Wilson's 2012 season could change the way some teams are willing to look at QBs now. There will always be the pragmatists out there who see the short QB and decide that he will have too tough a time seeing over the linemen in front of him or that he will have too many balls batted down, but I'm willing to bet that there are some general managers out there who are much more open to taking shorter QBs if they possess the skills that Wilson has.
The Seahawks handled Wilson perfectly this season and put him in position to succeed by protecting him early and then allowing him to thrive in an offense that best suits his strengths. What might separate Wilson from other QBs of any stature, however, is his incredible poise and maturity.
Who could benefit: Johnny Manziel, QB, Texas A&M - I know Manziel won't be draft eligible until after next season, but he's another QB who will get dinged by some NFL teams for his size. As long as Manziel keeps improving with his passing game (which he did this season) and proves that he can stay healthy, he will have a shot to benefit on draft day from the eyes that were opened by Russell Wilson.
Browner is a rarity in the NFL - a 6'4 cornerback who plays with great physicality. Despite coming out of college in 2005, this is only Browner's second season in the NFL. Browner made it to the Broncos camp as an undrafted free agent and was placed on IR his first season, but cut the following summer in 2006. From there, Browner went on to play four seasons in Canada before getting a shot in Seattle.
Very few big corners have been able to play for very long in the NFL because they typically don't change direction very quickly and that tend to lack long speed. Browner ran a 4.63 forty at the combine and a pedestrian 7.20 in the 3-cone drill, so most teams saw him as a big guy who couldn't move well enough. Instead, maybe teams need to start paying better attention to the film and less attention to measurements.
In a league that continues to see WRs getting bigger and bigger, Browner's size was a welcome addition in Seattle. Browner's success could open the door for other big CBs who don't time as well to get a more legitimate look at CB rather than just automatically being pushed to safety.
Who could benefit: Big cornerbacks. To be honest, it is so rare to see them as draftable prospects that I'm not sure we will see anyone benefit in the near future. However, what we might are college coaches willing to take a few more chances on big CBs in the right defensive schemes. Most big CBs are automatically moved to safety, but football coaches may be inspired to give a big CB a chance based on Browner's exceptional play in 2012.

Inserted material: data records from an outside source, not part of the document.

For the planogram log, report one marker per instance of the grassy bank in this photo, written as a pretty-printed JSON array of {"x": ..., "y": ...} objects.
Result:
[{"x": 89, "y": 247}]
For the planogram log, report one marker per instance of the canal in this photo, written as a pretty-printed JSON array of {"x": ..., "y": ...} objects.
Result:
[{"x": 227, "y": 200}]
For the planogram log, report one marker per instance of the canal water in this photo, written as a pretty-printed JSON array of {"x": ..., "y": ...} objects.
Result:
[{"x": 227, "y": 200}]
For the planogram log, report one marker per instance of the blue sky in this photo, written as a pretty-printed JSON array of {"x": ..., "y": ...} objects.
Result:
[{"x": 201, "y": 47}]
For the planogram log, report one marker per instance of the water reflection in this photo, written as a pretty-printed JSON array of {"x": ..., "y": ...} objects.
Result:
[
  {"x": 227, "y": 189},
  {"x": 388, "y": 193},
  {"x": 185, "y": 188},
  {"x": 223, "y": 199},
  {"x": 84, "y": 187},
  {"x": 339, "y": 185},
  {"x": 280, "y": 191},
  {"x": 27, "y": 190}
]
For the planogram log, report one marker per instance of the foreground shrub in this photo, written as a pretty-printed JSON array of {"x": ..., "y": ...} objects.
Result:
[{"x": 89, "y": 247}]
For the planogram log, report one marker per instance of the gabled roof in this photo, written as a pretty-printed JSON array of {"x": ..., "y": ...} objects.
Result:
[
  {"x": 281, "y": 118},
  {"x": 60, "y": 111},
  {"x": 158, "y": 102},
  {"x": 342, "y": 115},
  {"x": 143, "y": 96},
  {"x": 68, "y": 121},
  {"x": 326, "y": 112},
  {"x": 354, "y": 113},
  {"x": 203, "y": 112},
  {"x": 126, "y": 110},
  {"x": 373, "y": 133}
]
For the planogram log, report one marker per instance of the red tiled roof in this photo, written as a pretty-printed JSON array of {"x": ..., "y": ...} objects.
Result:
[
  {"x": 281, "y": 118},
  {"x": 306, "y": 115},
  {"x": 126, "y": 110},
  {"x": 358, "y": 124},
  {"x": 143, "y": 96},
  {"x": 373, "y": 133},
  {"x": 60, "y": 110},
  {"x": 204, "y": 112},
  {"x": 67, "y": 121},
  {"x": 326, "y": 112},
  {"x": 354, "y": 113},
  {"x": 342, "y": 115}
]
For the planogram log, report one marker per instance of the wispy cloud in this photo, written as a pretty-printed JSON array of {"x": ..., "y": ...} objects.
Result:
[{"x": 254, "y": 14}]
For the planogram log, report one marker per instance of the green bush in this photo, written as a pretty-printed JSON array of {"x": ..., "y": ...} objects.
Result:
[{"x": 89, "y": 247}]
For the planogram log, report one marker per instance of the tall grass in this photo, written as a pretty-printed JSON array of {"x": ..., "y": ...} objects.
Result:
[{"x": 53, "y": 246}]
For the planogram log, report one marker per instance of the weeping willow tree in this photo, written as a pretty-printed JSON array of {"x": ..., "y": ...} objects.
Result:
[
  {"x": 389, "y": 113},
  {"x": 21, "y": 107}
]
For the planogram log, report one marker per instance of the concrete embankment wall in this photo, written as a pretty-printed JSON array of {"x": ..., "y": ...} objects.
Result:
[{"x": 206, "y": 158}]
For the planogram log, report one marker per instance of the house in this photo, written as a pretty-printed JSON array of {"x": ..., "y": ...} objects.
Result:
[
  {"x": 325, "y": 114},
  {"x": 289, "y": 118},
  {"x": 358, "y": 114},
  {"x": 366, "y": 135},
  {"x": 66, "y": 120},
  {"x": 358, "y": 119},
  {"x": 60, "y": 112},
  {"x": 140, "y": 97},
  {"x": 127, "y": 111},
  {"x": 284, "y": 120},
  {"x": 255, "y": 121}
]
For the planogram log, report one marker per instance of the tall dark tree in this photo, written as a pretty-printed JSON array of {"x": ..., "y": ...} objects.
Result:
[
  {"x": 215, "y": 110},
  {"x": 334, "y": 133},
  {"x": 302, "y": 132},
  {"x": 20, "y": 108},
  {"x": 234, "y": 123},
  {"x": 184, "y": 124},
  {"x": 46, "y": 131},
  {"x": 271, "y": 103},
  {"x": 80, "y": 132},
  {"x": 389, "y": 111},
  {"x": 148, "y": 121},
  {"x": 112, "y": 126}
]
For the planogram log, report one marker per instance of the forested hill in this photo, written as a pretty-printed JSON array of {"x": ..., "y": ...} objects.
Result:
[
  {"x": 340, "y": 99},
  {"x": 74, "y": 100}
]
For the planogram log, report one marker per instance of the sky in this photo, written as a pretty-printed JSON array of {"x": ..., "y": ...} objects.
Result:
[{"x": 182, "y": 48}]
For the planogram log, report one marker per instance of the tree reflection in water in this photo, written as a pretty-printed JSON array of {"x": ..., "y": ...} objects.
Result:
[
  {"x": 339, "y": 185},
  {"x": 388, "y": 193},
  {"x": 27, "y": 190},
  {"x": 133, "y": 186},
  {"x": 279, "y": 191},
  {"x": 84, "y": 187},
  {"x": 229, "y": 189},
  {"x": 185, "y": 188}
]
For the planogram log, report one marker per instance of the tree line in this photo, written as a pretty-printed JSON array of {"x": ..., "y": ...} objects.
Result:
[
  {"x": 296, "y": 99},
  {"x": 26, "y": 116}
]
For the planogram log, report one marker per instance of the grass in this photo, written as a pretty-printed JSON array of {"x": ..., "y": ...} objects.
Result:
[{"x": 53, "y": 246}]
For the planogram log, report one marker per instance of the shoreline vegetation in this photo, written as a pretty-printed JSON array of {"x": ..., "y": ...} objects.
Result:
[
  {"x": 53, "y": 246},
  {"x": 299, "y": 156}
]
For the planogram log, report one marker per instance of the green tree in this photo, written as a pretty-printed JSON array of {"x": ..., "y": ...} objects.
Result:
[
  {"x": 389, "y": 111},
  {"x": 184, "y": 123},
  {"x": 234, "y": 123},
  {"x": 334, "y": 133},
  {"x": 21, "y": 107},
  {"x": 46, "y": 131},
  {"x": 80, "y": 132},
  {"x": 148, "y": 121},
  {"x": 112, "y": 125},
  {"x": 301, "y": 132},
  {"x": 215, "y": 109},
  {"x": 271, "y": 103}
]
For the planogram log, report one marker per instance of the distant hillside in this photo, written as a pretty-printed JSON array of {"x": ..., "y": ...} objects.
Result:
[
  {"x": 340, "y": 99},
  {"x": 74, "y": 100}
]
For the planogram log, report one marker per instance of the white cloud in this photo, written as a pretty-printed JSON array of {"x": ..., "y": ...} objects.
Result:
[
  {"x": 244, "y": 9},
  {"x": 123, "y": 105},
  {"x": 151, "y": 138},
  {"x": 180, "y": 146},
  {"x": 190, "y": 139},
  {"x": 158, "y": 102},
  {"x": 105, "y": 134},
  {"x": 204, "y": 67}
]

If you just started watching football this year, then I'm sure you think Alfred Morris is a revelation. "Wow! Look at how good a late-round RB can be!" However, chances are you already know about names like Mike Anderson, Terrell Davis and Arian Foster who have all flourished in the zone scheme.

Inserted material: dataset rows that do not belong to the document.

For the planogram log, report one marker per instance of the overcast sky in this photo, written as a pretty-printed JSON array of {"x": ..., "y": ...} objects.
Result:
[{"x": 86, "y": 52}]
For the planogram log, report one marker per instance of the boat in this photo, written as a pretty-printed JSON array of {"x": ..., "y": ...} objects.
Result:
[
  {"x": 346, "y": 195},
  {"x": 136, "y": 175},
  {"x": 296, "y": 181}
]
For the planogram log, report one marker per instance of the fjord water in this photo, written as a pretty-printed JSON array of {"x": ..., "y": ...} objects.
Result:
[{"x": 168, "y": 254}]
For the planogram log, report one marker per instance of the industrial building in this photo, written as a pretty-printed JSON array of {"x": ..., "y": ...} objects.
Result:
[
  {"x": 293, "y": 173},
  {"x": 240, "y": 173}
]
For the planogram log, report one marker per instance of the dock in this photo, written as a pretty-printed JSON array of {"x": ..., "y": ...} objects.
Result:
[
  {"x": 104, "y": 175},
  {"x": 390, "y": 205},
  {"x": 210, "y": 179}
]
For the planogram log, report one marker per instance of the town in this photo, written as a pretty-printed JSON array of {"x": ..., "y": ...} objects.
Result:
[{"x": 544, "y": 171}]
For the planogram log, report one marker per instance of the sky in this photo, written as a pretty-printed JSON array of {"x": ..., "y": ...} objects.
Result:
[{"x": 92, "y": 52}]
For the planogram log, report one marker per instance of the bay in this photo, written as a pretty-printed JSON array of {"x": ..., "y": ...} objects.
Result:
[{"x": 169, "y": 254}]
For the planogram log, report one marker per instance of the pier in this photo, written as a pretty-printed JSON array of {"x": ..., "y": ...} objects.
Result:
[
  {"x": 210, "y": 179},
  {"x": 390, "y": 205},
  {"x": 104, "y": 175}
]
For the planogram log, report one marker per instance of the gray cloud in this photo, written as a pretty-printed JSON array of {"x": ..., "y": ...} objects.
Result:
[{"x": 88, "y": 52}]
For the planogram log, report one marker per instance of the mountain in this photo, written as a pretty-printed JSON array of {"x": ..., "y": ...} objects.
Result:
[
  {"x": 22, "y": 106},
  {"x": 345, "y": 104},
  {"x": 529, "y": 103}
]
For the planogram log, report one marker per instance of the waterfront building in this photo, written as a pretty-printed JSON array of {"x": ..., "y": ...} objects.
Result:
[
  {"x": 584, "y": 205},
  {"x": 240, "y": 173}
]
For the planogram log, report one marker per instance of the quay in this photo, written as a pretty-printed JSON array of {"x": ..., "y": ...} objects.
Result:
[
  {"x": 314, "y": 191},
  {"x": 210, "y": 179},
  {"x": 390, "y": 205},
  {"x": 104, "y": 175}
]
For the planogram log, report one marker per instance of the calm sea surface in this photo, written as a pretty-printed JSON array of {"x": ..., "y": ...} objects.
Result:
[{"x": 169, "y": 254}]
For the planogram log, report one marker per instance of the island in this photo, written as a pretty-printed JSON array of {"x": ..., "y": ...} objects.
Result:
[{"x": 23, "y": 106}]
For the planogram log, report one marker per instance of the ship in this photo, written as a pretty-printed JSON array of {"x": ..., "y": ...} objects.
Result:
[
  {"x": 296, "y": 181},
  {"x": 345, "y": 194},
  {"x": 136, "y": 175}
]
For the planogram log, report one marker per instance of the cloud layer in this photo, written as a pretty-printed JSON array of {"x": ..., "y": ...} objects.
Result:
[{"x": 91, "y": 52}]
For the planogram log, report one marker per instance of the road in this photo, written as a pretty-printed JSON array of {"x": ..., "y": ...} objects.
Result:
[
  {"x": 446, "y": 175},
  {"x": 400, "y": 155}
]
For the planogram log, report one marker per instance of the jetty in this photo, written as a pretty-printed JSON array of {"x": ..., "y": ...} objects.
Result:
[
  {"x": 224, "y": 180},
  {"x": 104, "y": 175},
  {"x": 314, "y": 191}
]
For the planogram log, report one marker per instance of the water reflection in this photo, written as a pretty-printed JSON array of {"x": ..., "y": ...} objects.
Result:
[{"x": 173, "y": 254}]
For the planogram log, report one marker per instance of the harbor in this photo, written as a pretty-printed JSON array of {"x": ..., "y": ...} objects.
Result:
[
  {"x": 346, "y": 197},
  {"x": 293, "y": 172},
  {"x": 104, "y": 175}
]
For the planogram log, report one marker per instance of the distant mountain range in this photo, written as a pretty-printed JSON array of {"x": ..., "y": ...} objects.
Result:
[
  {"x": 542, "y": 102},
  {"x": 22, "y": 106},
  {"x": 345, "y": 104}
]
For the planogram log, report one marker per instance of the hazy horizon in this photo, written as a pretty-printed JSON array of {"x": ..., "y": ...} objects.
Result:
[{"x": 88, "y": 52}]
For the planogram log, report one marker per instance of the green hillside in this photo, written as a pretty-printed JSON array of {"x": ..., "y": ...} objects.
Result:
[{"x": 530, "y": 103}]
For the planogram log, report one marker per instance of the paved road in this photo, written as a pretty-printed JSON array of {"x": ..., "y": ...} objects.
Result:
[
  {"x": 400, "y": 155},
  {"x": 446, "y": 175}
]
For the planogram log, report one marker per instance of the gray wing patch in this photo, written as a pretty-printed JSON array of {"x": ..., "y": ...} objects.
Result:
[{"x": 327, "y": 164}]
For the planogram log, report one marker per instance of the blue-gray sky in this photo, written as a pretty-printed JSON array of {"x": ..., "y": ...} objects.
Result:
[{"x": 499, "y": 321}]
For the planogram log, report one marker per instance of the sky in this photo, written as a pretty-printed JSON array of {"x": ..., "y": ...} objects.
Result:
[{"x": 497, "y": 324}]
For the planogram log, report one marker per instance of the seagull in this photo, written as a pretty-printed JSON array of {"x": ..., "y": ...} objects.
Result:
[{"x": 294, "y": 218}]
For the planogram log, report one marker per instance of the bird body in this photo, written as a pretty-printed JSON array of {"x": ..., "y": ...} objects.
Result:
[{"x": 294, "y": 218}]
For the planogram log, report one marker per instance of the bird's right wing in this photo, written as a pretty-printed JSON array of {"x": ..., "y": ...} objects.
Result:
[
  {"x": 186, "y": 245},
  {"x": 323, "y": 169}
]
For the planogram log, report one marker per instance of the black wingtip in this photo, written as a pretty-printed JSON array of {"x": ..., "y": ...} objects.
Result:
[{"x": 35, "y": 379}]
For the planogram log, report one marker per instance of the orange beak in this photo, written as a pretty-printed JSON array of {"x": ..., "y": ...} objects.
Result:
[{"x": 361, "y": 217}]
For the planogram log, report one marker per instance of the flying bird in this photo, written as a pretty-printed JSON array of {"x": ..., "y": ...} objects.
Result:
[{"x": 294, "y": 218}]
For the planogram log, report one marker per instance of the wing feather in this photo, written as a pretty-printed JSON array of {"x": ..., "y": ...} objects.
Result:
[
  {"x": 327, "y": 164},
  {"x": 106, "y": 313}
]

Morris has a physical build and is no-nonsense in his approach to getting downhill. Granted, he was certainly helped by having such a dynamic QB in RG3, but Morris ran through arm tackles and had a great nose for the endzone. While they are different stylistically, Morris approach to running the ball is reminiscent of Arian Foster who was an undrafted free agent. For teams who want to use a heavy dosage of inside and outside zone, Morris proves once again that RB value lies in the middle and even later rounds.
Who could benefit: General managers. Overdrafting RBs -- a position with a limited shelf life -- has been a problem for many GMs in the past, but Morris is yet another example that finding the right guy is all about fit rather than round. There are some solid RBs in this draft who could be pushed further down the draft board as teams continue to realize that there is quality to be found later rather than earlier.